L'Univers de Sorcières associées: les pirates Stésiens

Si vous prononciez le mot "pirate" devant un français du 17ème ou 18 ème siècle, à la fameuse époque des pirates des Caraïbes, il y a fort à parier que le français en question n'imaginerait pas un grand escogriffe en chapeau à plumes, mais plutôt un grand escogriffe en turban. Et oui. Les Caraïbes, c'était à quelques milliers de kilomètres, alors les français s'en fichaient un peu. Par contre la Méditerranée, c'était à coté, surtout si vous habitiez dans le Sud du pays et la Méditerrannée, elle, était hantée par les barbaresques, oui, ceux de Molière: "Mais qu'est-il allé faire dans cette galère?". Malgré cela, si vous avez du lire des tartines sur les pirates de Caraïbes depuis les films de Disney, je parie que ceux de la Méditerranée, vous n'en avez jamais entendu parler, même si c'était bien plus près (ils étaient basés à Alger) et que leur présence a duré près de 3 siècles (entre 1540 et l'occupation française, grosse modo).

 

Les premiers Barbaresques étaient des arabes chassés d'Espagne par Isabelle de Castille et Ferdinand d'Aragon. Ils se reconvertirent en corsaires et furent embauchés par les sultans turcs pour tenir à distance les flottes européennes. Très vite, ils devinrent semi-indépendants et développèrent cette activité en un business florissant: non seulement ils attaquaient les navires marchands d'Europe, mais en tirant profit de tout conflit sur le continent. Par exemple, lorsque les anglais feront passer leurs navires en Méditerranée pendant des guerres napoléoniennes, ils devront verser aux barbaresques une somme rondelette et leur donner un navire pour garantir leur "neutralité".
Hommes d'affaires jusqu'au bout du sabre, ils firent de la prise d'otages un business juteux (Cervantès fut l'une des victimes). Ils razziaient aussi les villages côtiers de l'Italie, de l'Espagne et du Sud de la France, parfois jusqu'au Sud de l'Angleterre, emmenant des milliers de paysans comme esclaves (jusqu'à un million selon certaines estimations!). Là aussi, ils firent une plue-value jûteuse: l'Église organisa des collectes pour tenter de racheter un maximum de ces prisonniers. Pourquoi? Comme en théorie, les musulmans n'avaient le droit de réduire en esclavage que des non-musulmans, un prisonnier chrétien pouvait dans une certaine mesure négocier sa liberté s'il se convertissait à l'Islam et s'engageait à rester vivre dans un pays musulman. Pour tous ces pauvres gens, la tentation était grande!
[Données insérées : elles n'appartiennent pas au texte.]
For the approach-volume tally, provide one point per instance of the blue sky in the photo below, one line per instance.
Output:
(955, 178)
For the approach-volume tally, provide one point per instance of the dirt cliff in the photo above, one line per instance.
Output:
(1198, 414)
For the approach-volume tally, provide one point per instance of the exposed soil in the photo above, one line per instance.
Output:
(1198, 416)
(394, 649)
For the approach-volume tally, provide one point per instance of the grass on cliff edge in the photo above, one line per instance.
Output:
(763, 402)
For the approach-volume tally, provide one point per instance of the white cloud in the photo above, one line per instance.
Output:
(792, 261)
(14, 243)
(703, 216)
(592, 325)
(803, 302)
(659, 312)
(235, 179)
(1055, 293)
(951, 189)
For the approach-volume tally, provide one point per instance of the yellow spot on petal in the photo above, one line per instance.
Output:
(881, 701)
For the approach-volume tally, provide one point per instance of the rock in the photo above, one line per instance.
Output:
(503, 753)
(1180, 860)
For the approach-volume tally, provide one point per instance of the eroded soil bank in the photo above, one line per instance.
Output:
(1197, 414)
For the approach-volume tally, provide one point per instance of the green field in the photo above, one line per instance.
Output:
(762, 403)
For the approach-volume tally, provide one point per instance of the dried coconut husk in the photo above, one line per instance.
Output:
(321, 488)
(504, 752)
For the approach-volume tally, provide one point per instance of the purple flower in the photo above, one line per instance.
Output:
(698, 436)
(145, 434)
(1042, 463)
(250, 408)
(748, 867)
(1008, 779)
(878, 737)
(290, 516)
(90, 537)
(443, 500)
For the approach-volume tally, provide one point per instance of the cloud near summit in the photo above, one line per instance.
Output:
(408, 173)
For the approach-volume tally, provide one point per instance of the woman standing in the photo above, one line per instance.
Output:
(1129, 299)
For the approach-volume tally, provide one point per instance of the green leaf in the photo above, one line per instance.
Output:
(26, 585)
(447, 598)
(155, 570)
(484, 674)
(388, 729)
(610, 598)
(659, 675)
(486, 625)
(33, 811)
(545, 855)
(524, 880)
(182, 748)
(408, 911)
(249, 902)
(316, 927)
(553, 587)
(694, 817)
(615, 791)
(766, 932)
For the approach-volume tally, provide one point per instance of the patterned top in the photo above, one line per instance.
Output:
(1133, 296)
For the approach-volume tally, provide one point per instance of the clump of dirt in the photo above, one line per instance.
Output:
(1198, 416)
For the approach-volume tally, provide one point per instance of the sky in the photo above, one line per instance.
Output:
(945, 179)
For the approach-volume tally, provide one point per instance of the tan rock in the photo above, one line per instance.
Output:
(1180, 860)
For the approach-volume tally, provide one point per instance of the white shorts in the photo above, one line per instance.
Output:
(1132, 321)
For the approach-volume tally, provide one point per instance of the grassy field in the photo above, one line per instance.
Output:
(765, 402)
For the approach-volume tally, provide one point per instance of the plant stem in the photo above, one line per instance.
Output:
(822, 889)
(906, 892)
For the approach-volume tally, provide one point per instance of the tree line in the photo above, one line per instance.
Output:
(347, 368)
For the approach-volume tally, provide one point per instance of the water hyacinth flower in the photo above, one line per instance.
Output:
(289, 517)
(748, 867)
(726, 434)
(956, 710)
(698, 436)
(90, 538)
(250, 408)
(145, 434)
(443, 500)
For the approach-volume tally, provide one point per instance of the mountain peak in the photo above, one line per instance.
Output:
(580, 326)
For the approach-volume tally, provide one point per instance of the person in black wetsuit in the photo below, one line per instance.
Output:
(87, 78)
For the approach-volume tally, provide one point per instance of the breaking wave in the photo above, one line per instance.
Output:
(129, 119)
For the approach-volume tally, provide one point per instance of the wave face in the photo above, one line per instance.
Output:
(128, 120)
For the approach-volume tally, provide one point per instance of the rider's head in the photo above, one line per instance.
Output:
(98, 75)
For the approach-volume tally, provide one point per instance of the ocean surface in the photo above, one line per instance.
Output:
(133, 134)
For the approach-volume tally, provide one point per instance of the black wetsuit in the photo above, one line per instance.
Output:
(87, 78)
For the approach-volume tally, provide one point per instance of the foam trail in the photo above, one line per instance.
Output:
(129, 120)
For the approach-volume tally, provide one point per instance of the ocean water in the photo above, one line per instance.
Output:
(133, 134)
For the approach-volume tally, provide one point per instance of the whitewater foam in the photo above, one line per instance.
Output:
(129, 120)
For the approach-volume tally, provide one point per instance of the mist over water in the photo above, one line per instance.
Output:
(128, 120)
Aussi, l'Église, plus inquiète pour le salut de l'âme des prisonniers que de leur liberté essayait de les récupérer au plus vite. 
Les Barbaresques aussi, furent rapidement auréolés d'un certain romantisme. Ils attirèrent les individus recherchés pour crime en Europe, mais aussi nombre de simples marins (leur hiérarchie était bien plus égalitaire que sur les navires occidentaux et le partage du butin, bien plus avantageux). Ces gens-là se convertirent à l'Islam et furent appelés "renegades" (non, le terme ne vient pas des Amériques). Enfin, il semblent qu'ils aient été très tolérant vis-à-vis de l'homosexualité. Et il y eux même quelques femmes-pirates barbaresques (Sayyida al Hurra). 
Bref, à coté, les pirates des Caraïbes, c'étaient des amateurs. Un tel profil de pirates-businessmen/women, tombait pile-poil dans ma cité de Jarta et son obsession de l'argent: les pirates stésiens habitent l'île d'Astès depuis plus de 500 ans et personne n'a encore réussi à les en déloger. 
S'ils sont totalement oubliés de nos jours, à leur époque, les Barbaresques furent les méchants dans une flopée de romans populaires et même des opéras (l'Enlèvement au Sérail de Mozart). De quoi écrire des douzaines d'histoires, non?